Tuesday, November 27, 2007

Staff Conference


I'm not typically a very sentimental person.....it may come from the hours and hours of going through my grandmother and great-grandmother's piles of "treasures" they saved when I was younger or it may come from the fact that I just like to be efficient - whatever the reason, I don't tend to dwell on the past too much. That is one of the reasons that the barrage of emotions I felt as we pulled up to Pinecove for our annual Red River staff conference surprised me.

Seven years - there's seems to be something significant about going to a place for the last seven years. As I was taking a walk through the woods on the last afternoon I had some time to reflect on the good and the hard memories those woods bring to mind. I remember the first time I walked into the meeting room, I hardly knew a soul and I was terrified. I remember the day my team sat in a room and cried together because something was wrong in our relationships and we couldn't seem to fix it. (We later skipped the meeting and went for Mexican food). I remember late nights eating dessert and playing games around a table full of friends. Many of those friends have moved on to other lives now. I remember meeting new friends for the first time - a couple who had come back from overseas to work in our region - little did I know that a few years later she would be my boss ( and a great one at that). I remember the night that I had to leave the room because the guy who had broken my heart was leading worship and I felt as though I could no longer breath. I remember the accident - after a weekend of laughter and fun discovering that our friends had almost died on the way home. I remember it being a place where God met me in my joy and in my pain.

I can't believe how many people have come and gone over the years....and often I can't believe that I'm still here. This year may have held one of my most precious memories. I walked in on Friday night and sat with a group of staff that I have known my entire staff career. They were freshmen in college when I first showed up on campus. It was amazing to see them sitting at that table....to see what God has done with their lives. I've been so privileged play a small role in their lives. They certainly weren't sitting at that table because of me. I got to walk a little way along the journey with them.....but I believe that the journey they have a far greater influence than mine has had. It was perhaps the sweetest moment I have ever experienced at Pinecove and I'm so grateful for each one of them.

Thursday, November 8, 2007

Neighbors

I have this sweet neighbor named Tom. He calls me "darlin" and watches out for me. I feel like he's almost been an adopted grandfather to me. (My own grandfather died when I was 14 and the other lived far away, so I've really liked having some one like that in my life again).
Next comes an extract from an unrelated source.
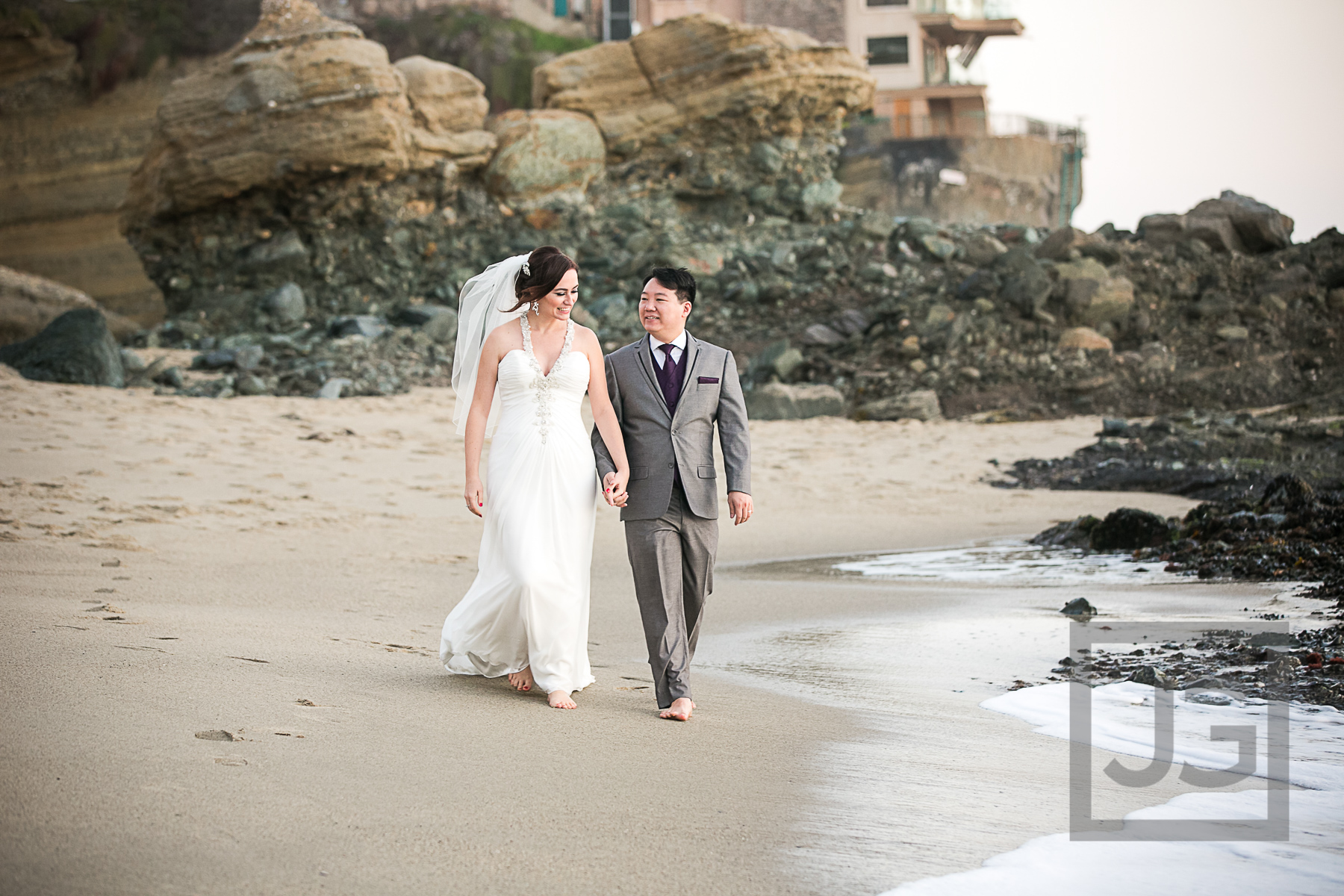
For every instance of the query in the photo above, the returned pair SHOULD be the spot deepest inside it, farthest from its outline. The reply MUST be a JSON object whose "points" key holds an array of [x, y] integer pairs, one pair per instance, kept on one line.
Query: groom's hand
{"points": [[613, 489], [739, 507]]}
He and his wife have been married for sixty years and they've lived in the same little house on Laurel Street for their entire married lives. Tom is the heart of our neighborhood. He knows everyone's name. He has time to chat every day, and even those he has one of those annoying little yippy dogs, I always look forward to seeing him.

In the last few months he and his wife have been sitting on the porch every evening. They just sit together....you can tell that they've been together for a lifetime and just really love each other. She's not been in good health this past year. In the spring, she rushed to the hospital one morning at 3 am.

On Monday, I woke up at 4:30 to hear a car door slamming. I noticed that Tom's car was gone all the time this week and his kids and grandkids cars came and went. I've been so worried that something happened to his wife. I can't imagine Tom without her. I can't imagine what it would be like to spend a life time with some one you loved and then lose them. Happily, this morning I found out that she had gone into the hospital for knee replacement surgery and breezed through it.

A few minutes ago I was standing in my kitchen washing dishes when I heard the car door slam. I looked out the window to see Tom bring his bride home. His daughter was with him but he was the one who went to the door and helped her out. He was the one who helped her struggle up the stairs and held her in his arms as they walked through the door.

In a time where marriage vows seem to mean very little and where men often seem to have lost the sense of what it means to really take care of a woman, it deeply touched my heart to see this eighty-something year old man take tenderly care for his wife. That is a picture of lifetime friendship and love. I'm so glad to have them home (even the yippy dog).